For a full background on this issue, please read this story first...
http://www.vawatchdog.org/old%20newsflashes%20AUG%2006/newsflash08-01-2006-1.htm 
Below is an email from an attorney who handles veteran's claims.  He brings us up to date on the issue and explains the only remedy to the situation.
Pass this information to other veterans...then, we must start lobbying the new Congress to change this.
--------------- *

In July of this year I wrote to you regarding a decision of the U.S. Court of Appeals for the Federal Circuit (Fed. Cir.), Deshotel v. Nicholson, 457 F.3d 1258 (2006), about which I was concerned. The issue about which I wrote was the court's holding regarding claims "deemed denied." You posted articles about this case on your website. I wanted to bring you up to date. 
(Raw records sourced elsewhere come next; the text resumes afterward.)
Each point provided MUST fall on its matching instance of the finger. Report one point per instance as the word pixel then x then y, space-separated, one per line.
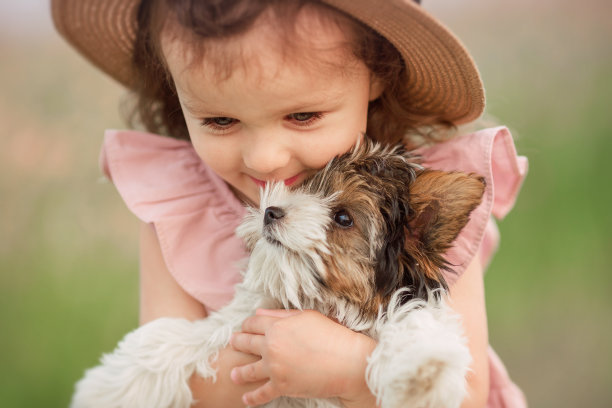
pixel 249 373
pixel 277 312
pixel 258 324
pixel 248 343
pixel 261 395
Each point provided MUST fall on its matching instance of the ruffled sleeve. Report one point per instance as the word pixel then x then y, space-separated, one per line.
pixel 164 182
pixel 489 153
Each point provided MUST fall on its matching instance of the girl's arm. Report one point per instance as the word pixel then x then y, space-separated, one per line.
pixel 161 296
pixel 305 354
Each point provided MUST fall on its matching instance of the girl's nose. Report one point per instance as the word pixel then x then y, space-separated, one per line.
pixel 267 153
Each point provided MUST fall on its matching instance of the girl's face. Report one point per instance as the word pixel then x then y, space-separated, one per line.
pixel 274 116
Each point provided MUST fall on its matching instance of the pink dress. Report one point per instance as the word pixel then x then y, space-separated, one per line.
pixel 164 182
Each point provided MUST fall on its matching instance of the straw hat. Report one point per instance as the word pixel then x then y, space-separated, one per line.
pixel 442 75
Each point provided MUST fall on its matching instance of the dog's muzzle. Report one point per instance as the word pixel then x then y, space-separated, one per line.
pixel 273 214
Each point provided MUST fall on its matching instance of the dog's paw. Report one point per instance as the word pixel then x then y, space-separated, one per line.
pixel 421 359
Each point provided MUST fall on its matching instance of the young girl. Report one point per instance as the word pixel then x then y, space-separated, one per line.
pixel 270 90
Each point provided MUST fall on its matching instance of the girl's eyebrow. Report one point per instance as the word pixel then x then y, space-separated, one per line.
pixel 318 103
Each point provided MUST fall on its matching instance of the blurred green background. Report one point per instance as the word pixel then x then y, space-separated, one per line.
pixel 68 246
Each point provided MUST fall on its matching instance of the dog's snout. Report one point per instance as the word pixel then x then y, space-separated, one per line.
pixel 273 214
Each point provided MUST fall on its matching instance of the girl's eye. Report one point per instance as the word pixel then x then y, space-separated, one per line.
pixel 343 219
pixel 219 123
pixel 304 118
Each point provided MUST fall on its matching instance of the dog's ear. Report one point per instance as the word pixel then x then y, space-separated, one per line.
pixel 440 205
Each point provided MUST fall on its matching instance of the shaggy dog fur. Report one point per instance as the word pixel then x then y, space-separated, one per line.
pixel 361 241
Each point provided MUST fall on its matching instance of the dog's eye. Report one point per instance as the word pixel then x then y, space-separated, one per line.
pixel 343 219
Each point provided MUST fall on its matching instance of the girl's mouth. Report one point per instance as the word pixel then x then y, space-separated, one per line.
pixel 287 182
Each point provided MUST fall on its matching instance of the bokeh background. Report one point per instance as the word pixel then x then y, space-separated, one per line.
pixel 68 245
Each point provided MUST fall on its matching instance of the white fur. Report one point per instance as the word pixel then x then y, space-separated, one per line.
pixel 417 342
pixel 421 358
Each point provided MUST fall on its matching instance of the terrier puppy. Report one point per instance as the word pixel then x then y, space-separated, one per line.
pixel 361 241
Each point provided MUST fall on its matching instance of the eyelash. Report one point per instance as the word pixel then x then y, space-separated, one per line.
pixel 212 125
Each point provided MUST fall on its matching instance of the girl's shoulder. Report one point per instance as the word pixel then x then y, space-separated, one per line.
pixel 490 153
pixel 164 182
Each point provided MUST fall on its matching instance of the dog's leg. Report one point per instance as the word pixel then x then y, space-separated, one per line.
pixel 421 359
pixel 152 365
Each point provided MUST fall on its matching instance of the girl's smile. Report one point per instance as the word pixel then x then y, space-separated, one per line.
pixel 272 117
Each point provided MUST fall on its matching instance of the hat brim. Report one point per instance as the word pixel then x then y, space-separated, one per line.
pixel 442 76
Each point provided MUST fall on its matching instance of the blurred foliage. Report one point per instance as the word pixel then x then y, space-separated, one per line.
pixel 68 245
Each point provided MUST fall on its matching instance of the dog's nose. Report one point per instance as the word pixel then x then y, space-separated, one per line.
pixel 273 214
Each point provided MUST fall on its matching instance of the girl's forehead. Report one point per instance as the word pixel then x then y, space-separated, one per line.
pixel 313 44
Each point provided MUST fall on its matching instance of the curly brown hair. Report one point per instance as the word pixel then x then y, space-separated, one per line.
pixel 391 117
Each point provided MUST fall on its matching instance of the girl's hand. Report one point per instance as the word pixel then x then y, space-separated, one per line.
pixel 303 354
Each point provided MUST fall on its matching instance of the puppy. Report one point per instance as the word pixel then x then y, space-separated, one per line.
pixel 361 241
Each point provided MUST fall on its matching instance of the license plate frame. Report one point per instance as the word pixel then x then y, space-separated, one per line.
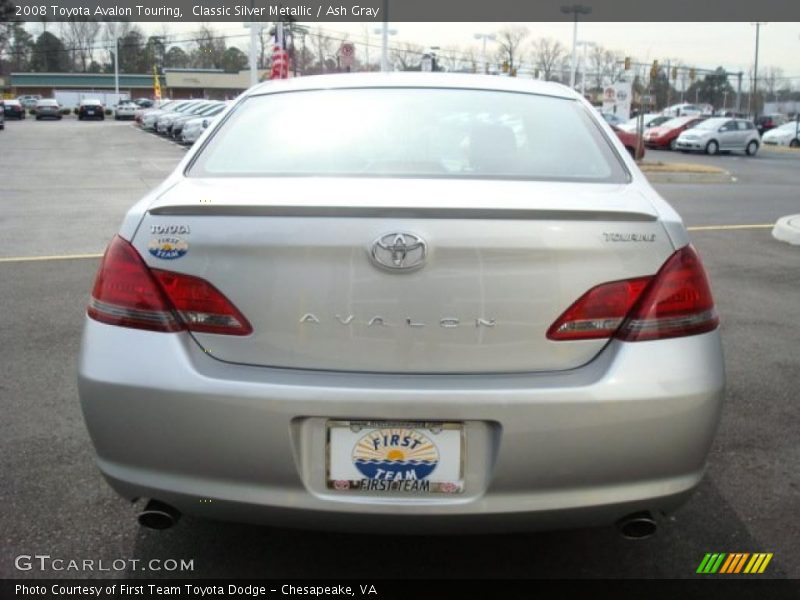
pixel 400 458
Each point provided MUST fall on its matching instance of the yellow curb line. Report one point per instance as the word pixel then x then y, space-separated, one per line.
pixel 12 259
pixel 45 258
pixel 730 227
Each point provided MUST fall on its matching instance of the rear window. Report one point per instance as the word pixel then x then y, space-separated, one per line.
pixel 411 132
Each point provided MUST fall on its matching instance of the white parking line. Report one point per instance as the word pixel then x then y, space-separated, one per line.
pixel 47 258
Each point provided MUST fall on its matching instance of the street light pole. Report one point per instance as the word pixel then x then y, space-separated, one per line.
pixel 116 65
pixel 585 45
pixel 758 25
pixel 484 37
pixel 575 10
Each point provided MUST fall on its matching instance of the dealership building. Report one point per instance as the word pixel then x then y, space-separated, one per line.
pixel 70 88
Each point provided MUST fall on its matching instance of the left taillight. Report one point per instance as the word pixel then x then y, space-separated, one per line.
pixel 127 293
pixel 675 302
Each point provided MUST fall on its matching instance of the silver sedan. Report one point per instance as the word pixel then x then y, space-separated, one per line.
pixel 720 135
pixel 405 302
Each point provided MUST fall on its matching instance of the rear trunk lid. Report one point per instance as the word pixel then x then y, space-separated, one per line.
pixel 503 260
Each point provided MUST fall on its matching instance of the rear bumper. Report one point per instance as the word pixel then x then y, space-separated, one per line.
pixel 684 145
pixel 630 431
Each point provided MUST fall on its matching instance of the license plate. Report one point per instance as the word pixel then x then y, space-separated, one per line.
pixel 407 458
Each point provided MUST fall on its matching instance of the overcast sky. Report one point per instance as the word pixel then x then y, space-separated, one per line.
pixel 705 45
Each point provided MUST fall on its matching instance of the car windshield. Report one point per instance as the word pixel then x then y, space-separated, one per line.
pixel 411 132
pixel 790 126
pixel 675 123
pixel 711 124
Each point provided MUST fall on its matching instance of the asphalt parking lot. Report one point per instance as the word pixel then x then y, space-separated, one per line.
pixel 64 187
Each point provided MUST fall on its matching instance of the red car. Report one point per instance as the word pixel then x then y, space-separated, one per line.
pixel 630 141
pixel 665 135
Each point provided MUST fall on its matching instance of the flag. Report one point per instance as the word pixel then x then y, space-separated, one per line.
pixel 280 63
pixel 156 85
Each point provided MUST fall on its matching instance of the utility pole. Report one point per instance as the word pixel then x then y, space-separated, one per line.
pixel 484 37
pixel 739 92
pixel 385 38
pixel 758 25
pixel 575 10
pixel 116 65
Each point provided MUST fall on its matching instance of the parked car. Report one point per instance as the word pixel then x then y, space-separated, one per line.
pixel 47 108
pixel 612 119
pixel 125 110
pixel 766 122
pixel 29 100
pixel 213 108
pixel 783 135
pixel 458 305
pixel 666 134
pixel 721 135
pixel 139 114
pixel 150 118
pixel 194 128
pixel 13 109
pixel 685 109
pixel 631 142
pixel 91 108
pixel 164 122
pixel 650 120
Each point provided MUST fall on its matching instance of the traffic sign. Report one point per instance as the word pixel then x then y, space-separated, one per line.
pixel 347 54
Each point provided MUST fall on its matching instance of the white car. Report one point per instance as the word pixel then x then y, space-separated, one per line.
pixel 787 134
pixel 685 109
pixel 720 135
pixel 650 120
pixel 125 110
pixel 193 129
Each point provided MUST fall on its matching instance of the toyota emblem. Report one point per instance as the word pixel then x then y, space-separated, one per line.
pixel 399 251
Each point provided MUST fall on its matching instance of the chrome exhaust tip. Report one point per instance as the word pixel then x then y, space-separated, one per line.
pixel 158 515
pixel 638 526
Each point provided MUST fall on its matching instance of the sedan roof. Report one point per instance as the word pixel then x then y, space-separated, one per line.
pixel 417 80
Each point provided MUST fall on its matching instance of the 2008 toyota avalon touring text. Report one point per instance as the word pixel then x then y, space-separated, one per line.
pixel 408 302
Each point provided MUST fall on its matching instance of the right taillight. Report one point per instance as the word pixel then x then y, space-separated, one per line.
pixel 129 294
pixel 675 302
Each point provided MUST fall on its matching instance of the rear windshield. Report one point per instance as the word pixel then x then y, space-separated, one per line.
pixel 411 132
On December 5, 2006, the Fed. Cir. denial Mr. Deshotel's petition requesting that the panel that decided the case reconsider that decision, and also denied an en banc (the entire court) reconsideration of that case.
http://www.fedcir.gov/weekly.txt . *
*Thus, the only judicial avenue of appeal remaining is to the U.S. Supreme Court, and after speaking with the attorney for Mr. Deshotel, I have learned that he does not intend to take an appeal to that court.

Therefore, the only method by which this insane decision may be overcome is by an act of Congress amending 38 U.S.C. § 5104, which formed the basis for the Fed. Cir.'s decision. That section provides:

38 U.S.C. § 5104. Decisions and notices of decisions

(a) In the case of a decision by the Secretary under section 511 of this title affecting the provision of benefits to a claimant, the Secretary shall, on a timely basis, provide to the claimant (and to the claimant's representative) notice of such decision. The notice shall include an explanation of the procedure for obtaining review of the decision.
(b) In any case where the Secretary denies a benefit sought, the notice required by subsection (a) shall also include (1) a statement of the reasons for the decision, and (2) a summary of the evidence considered by the Secretary. (underling added for emphasis).
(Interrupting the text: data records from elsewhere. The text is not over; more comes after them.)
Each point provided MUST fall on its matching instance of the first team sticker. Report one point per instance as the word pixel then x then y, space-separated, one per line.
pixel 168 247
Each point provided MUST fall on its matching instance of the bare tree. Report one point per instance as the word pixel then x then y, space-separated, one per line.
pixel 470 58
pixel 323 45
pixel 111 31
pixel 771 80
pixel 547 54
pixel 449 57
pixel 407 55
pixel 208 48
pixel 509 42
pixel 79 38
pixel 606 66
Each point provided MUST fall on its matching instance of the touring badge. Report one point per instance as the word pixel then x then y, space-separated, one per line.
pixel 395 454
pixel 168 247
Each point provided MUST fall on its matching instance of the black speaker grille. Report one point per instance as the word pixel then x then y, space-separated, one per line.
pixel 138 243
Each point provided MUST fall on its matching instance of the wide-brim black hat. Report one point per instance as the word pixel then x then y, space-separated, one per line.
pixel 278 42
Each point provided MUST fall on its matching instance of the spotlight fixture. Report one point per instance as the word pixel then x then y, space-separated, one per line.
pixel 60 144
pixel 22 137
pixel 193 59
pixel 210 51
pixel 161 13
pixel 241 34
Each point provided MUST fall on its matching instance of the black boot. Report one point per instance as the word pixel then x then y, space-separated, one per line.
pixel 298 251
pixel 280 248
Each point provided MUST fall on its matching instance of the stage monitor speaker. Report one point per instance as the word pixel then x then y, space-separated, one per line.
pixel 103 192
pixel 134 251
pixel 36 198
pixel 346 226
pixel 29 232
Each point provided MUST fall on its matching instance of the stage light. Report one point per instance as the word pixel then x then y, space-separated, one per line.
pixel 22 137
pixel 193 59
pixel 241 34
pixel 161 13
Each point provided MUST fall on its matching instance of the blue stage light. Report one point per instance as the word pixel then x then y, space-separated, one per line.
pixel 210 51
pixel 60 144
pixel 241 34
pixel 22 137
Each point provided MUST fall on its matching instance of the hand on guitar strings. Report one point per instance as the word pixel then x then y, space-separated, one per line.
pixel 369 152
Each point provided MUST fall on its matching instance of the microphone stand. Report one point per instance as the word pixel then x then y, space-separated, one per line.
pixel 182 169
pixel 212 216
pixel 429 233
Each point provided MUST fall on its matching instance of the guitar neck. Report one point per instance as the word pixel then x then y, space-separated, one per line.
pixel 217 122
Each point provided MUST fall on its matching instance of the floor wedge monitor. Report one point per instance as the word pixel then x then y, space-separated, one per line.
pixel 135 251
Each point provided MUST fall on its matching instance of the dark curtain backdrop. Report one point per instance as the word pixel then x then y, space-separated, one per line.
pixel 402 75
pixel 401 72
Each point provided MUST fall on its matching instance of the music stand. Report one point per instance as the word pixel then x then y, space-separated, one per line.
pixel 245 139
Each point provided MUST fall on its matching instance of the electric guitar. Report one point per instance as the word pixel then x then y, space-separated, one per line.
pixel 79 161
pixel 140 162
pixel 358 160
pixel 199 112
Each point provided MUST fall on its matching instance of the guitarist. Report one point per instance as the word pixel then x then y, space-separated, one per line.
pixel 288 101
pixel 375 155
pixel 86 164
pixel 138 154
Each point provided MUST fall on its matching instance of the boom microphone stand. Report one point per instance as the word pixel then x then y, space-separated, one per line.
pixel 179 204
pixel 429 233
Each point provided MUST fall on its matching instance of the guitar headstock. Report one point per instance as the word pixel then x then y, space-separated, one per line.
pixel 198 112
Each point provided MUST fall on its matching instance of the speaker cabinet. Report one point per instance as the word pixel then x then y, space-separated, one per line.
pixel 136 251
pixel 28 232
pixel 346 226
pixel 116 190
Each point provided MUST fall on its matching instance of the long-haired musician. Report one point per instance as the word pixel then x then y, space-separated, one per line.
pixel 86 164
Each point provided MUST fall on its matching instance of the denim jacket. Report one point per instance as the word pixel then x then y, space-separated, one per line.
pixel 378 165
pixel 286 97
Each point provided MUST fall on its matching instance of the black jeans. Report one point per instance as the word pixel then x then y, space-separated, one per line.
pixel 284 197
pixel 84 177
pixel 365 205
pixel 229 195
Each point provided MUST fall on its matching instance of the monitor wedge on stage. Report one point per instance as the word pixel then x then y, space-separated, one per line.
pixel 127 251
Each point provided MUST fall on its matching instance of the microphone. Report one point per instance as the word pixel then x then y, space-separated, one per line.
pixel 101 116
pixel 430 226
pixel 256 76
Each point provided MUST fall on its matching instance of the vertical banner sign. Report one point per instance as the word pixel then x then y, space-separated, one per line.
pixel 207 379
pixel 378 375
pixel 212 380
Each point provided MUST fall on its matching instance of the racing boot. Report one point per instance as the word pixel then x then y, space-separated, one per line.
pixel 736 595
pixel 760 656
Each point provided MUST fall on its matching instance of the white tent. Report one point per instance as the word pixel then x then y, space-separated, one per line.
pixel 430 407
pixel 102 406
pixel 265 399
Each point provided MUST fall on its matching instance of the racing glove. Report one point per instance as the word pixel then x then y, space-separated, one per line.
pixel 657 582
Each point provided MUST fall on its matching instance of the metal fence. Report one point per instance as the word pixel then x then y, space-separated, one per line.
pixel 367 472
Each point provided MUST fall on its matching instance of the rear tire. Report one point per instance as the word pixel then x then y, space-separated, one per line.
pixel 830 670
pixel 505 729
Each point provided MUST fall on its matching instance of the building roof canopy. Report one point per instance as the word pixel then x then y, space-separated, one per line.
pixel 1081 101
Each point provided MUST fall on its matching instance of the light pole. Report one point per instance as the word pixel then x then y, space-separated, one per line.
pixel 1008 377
The basis for the Fed. Cir.'s decision in Deshotel was that the statute required only that VA provide notice, an explanation of the denial and right to appeal notification with regard to each decision VA issues, and not as to each claim filed by the veteran. Thus, the Fed. Cir. held, if the veteran simultaneously filed 5 claims, for example, and VA denied one of those claims, the other four would be "deemed denied," and the veteran would never be notified of those denials. 

The Deshotel decision does not contain a discussion of Congressional intent with regard to § 5104 and I believe that Congress' intent was that VA must provide notice, an explanation of the denial and right to appeal notification with regard to each and every claim filed by a veteran. Given the "veteran friendly" nature of the VA claims adjudication process, which even the Fed. Cir. has recognized in its prior decisions as being the intent of Congress, I have no doubt Congress did not intend for veterans' claims to be "deemed denied" without receiving the benefits of § 5104.*
*If Congress does amend Sec. 5104 it would have to be made retroactive, or all claims "deemed denied" prior to the enactment of the amendment would not benefit from the amendment.

I am hoping the Veterans Service Organizations will lobby Congress to amend § 5104 to make it clear that the requirements of that section apply to each individual claim filed by a veteran. But we need to get the word out that Congressional amendment of § 5104 is the only way this disastrous holding in Deshotel can now be remedied.  *


----------